As part of an ongoing campaign by the government to raise awareness of the country’s new law for the entry, exit, and residency of expats, Qatar has been hosting a series of workshops.
Under the provisions of Law No. 21 of 2015, the Ministry of Administrative Development, Labour & Social Affairs (MADLSA) and Ministry of Interior (MoI) have conducted regular seminars, aimed at educating the business owners and expats of their rights and obligations, reports Gulf Times.
Pogrammes and workshops were held as part of the awareness campaigns, wherein, various businessmen from Qatar Chamber, representatives of labour affairs from various embassies in Qatar, heads of labour communities, and representatives of private companies and workers participated.
An official from the Ministry of Administrative Development, Labour & Social Affairs, highlighted that the new law includes several new protections for workers during all stages of the migration cycle – from recruitment to repatriation.

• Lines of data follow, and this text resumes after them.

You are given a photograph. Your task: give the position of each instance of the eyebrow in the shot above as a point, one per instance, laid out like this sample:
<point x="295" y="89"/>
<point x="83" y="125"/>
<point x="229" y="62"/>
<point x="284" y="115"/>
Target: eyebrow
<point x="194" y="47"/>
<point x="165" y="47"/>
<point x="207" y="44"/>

He added that all expatriates will benefit from the changes, including domestic, blue-collar and white-collar workers.
As such, the new law will offer substantial new freedoms and protections for more than 2.1mn foreign workers in the country.
New options for workers to change jobs and apply for exit permits, as well as new regulations to prevent the exploitation of low-income workers would be made available to the workers as part of the new law.
The Kafala system would also be abolished through the new law and a modernised, contract-based system would come into effect.
Moreover, prospective migrant workers will be able to see a copy of their job contract, prior to leaving their country of origin, as obtaining a work visa will now require the existence of a job contract approved by the Ministry, as reported by the Gulf Times.
The law also puts forward that if any employers are found to have confiscated passports, they can be fined up to QR25,000 per worker.
It may be mentioned that that His Highness the Emir Sheikh Tamim bin Hamad al-Thani announced reforms in the entry, exit and residence of workers in October 2015, which will come into effect on December 13, 2016.
One of the highlights of the new law is the setting up of the Exit Permit Grievances Committee that will consist of officials from the Ministry of Interior, the Ministry of Administrative Development, Labour & Social Affairs, and representatives of the National Human Rights Committee.
A worker can appeal to the Exit Permit Grievances Committee in case an employer refuses an employee the permission to leave the country. The committee will give him the opportunity to contest any evidence that may have been used against him. The worker will also have the opportunity to appeal for clemency, in cases where they owe debt but need to return home for a medical or family emergency.